Other identity groups have been less successful at raising money, though they continue to focus their philanthropy as the endowment has. The Latino Community Foundation at the San Francisco Foundation, for example, is trying to raise under $2 million from Latino donors.

Cook believes her endowment's grown because people started with small gifts and so liked the experience and results they continued to give in ever larger amounts. Other budding identity-based foundations hope to replicate that success.

When she leaves the Jewish Community Endowment Fund next year, Cook will not leave philanthropy. She will help individual donors with their philanthropy and already has a few potential clients lined up. The work will be similar to what she does at the endowment, only on a much smaller scale.
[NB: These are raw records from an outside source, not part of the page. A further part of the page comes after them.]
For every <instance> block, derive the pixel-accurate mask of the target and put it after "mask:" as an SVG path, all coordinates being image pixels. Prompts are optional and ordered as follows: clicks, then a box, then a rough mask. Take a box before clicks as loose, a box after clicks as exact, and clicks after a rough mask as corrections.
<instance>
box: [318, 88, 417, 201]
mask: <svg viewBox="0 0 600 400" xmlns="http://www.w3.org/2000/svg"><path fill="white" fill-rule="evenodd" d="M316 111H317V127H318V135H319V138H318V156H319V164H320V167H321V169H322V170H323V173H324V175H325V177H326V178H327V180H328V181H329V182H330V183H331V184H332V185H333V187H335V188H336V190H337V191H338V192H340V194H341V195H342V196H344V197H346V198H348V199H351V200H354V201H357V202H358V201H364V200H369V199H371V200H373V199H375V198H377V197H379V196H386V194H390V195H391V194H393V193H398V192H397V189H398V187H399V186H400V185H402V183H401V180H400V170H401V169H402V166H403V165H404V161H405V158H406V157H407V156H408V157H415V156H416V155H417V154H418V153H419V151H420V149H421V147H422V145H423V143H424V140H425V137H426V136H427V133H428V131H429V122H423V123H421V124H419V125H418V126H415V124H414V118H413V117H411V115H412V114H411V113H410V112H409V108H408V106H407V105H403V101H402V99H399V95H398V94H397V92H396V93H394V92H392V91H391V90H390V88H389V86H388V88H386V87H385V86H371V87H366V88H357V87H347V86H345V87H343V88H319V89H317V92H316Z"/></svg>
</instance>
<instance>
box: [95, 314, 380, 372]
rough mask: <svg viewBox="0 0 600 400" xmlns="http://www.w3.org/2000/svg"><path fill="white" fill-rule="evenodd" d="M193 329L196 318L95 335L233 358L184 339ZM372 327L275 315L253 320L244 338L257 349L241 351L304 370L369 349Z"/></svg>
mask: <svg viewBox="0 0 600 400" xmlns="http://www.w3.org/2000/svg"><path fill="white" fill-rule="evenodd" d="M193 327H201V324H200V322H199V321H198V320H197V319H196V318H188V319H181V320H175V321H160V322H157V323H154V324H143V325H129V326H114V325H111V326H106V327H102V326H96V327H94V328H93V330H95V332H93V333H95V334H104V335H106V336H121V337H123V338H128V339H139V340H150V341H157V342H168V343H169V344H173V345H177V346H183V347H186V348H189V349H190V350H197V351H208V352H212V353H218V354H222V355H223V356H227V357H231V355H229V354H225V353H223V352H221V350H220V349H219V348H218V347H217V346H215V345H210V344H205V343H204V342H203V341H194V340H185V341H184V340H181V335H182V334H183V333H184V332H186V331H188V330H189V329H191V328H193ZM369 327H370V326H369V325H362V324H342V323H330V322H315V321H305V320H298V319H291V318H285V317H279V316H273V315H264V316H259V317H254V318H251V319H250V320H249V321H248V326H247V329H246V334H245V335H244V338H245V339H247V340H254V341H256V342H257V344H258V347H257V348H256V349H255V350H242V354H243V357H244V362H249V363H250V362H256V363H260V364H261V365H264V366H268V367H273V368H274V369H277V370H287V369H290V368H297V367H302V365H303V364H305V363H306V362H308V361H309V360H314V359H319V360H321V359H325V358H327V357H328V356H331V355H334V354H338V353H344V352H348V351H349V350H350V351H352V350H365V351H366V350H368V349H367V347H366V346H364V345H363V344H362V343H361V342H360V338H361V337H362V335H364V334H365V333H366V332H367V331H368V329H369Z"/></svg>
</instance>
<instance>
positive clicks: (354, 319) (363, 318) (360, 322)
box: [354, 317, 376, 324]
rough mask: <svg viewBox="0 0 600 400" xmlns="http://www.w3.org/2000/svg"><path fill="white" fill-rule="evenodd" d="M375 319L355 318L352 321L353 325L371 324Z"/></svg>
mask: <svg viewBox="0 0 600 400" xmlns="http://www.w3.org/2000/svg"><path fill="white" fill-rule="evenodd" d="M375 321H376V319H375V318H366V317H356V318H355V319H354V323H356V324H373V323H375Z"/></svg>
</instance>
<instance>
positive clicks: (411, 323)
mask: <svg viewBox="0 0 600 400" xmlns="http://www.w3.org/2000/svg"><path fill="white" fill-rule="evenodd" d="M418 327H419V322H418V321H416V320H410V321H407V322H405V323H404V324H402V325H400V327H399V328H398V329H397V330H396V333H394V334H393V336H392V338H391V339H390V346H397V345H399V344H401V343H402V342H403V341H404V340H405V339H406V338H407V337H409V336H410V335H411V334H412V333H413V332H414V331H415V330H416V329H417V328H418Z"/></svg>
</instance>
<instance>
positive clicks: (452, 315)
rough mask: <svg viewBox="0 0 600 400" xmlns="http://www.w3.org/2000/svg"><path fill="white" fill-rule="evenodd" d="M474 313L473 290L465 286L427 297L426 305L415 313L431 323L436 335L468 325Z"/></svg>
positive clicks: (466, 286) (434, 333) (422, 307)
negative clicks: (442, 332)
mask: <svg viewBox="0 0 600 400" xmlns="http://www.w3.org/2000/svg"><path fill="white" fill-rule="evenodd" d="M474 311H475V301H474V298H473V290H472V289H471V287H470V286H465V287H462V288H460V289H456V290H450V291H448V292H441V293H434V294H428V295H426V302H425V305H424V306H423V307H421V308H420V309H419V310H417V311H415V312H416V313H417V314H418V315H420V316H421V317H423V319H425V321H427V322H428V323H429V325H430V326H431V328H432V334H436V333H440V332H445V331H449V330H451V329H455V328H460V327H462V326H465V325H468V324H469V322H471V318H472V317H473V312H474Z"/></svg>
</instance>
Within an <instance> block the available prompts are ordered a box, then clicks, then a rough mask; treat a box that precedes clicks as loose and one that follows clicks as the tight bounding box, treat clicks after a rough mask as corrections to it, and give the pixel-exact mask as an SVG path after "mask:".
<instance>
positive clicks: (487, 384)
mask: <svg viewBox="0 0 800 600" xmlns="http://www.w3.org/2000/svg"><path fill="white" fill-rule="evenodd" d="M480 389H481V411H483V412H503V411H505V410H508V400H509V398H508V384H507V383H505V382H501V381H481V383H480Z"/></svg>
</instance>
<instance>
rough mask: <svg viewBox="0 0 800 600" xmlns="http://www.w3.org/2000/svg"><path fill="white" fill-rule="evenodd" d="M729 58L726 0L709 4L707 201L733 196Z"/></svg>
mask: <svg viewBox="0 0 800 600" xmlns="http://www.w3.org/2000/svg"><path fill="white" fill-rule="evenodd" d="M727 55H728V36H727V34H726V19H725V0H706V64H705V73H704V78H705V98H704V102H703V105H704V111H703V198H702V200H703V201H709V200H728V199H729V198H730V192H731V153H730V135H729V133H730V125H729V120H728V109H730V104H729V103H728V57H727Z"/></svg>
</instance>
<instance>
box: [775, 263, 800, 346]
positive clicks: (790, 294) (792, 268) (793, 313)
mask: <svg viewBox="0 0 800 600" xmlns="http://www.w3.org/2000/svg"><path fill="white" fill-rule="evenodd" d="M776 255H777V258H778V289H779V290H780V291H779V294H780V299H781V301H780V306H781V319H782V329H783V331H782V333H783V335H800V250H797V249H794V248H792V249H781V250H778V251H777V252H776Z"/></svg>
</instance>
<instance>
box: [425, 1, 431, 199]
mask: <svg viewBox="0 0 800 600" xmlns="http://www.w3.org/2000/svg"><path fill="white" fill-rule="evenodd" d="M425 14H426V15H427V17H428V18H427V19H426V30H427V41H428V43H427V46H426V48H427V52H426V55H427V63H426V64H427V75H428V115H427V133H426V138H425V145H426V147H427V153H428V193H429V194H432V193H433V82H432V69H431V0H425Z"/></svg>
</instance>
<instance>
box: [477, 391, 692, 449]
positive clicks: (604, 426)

Cook began as a volunteer and became the endowment director in 1983. At that time, she and a secretary were the department. Then again, they had assets of $28 million versus $2.8 billion today.

The Federation is looking first for a new executive director; after that it will seek a director for the endowment fund.

"Phyllis is a legend in her own time," Rosenberg said. "When you lose a legend, you have to work twice as hard to replace what she has done."

Rosenberg stressed that Cook leaves behind a well-trained team, and the leadership will remain top quality. He won't rule out the possibility of again seeing 60 percent growth.